Tuesday, November 16, 2010

Day 88: The Branches

Photo of the Day: Behind the Scaffolds

It's a sure sign the holidays are upon New York City when the Christmas tree in Rockefeller Center goes up. The 74-foot Norway spruce actually was erected last Friday, but I hadn't the opportunity to stop by and take a look until today. For now, the icon remains hidden behind scaffolding, where it is getting prepped for the grand lighting ceremony on Nov. 30. I learned that the magnificent tree, which this year hails form Mahopac, NY, undergoes some cosmetic enhancement before its unveiling. Today a crew was sorting and hoisting spare branches up and down the scaffolding, where folks nailed and wired them into place. Apparently every year, they use this method to fill in bare spots and give the Christmas tree its perfectly conical shape. Then they will adorn it with 30,000 lights and top it with a glittering Swarovski crystal star. I'm still debating whether I should attend the tree-lighting; it is right next to my office, but I may also want to avoid the certain crowds.

Despite a heavy workload, today was a surprisingly short day because I excused myself from the office early and returned to Culture Espresso Bar with my laptop to complete the day's tasks. Though I was being productive, it felt much more relaxing and less stressful doing my job from the comfort of a swanky little cafe.
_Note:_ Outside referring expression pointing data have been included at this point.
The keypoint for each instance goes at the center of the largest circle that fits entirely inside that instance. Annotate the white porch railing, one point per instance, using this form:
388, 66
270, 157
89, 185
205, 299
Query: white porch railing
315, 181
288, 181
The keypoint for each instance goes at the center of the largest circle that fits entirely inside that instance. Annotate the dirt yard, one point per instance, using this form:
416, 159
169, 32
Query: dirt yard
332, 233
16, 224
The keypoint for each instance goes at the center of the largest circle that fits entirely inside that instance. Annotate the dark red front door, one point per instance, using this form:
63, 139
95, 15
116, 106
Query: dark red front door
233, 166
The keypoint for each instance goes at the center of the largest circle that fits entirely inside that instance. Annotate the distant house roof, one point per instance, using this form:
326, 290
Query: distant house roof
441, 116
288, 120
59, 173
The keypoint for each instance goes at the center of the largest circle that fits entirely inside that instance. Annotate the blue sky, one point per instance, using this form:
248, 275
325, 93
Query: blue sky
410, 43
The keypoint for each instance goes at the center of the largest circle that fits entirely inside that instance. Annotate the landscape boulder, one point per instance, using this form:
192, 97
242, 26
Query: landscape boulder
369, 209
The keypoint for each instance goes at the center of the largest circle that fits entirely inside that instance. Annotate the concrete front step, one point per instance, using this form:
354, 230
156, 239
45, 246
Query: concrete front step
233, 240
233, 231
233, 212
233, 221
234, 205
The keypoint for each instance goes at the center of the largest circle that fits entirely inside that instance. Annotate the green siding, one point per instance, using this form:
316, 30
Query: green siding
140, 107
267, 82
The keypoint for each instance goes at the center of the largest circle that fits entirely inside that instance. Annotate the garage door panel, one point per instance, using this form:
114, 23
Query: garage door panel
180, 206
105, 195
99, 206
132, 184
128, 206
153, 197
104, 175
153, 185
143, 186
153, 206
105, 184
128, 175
However, I was still exhausted and wound up working pretty late, so I decided to skip my usual Tuesday night fellowship group for some much needed rest at home.

Contractors at work at the Christmas tree at Rockefeller Center.
Crews sort through extra branches to find the perfect length and size.
Crews use pulleys to hoist extra "filler" branches up the Rockefeller Center Christmas tree.
The Christmas tree remains hidden by scaffolding and awaits its grand unveiling in two weeks.


  1. Cool "behind the scenes" shots!

    I'm learning alot about NYC in your blog. If you ever move back to Houston, you should make one for Houston. I'm sure there's alot to still learn about our town too.

  2. I'm sure there is, but living in the suburbs, I don't get as much exposure to real Houston life. Unlike New York, Houston is not very compact, and it's difficult to just walk and stumble upon something cool. Also, not as many iconic sights.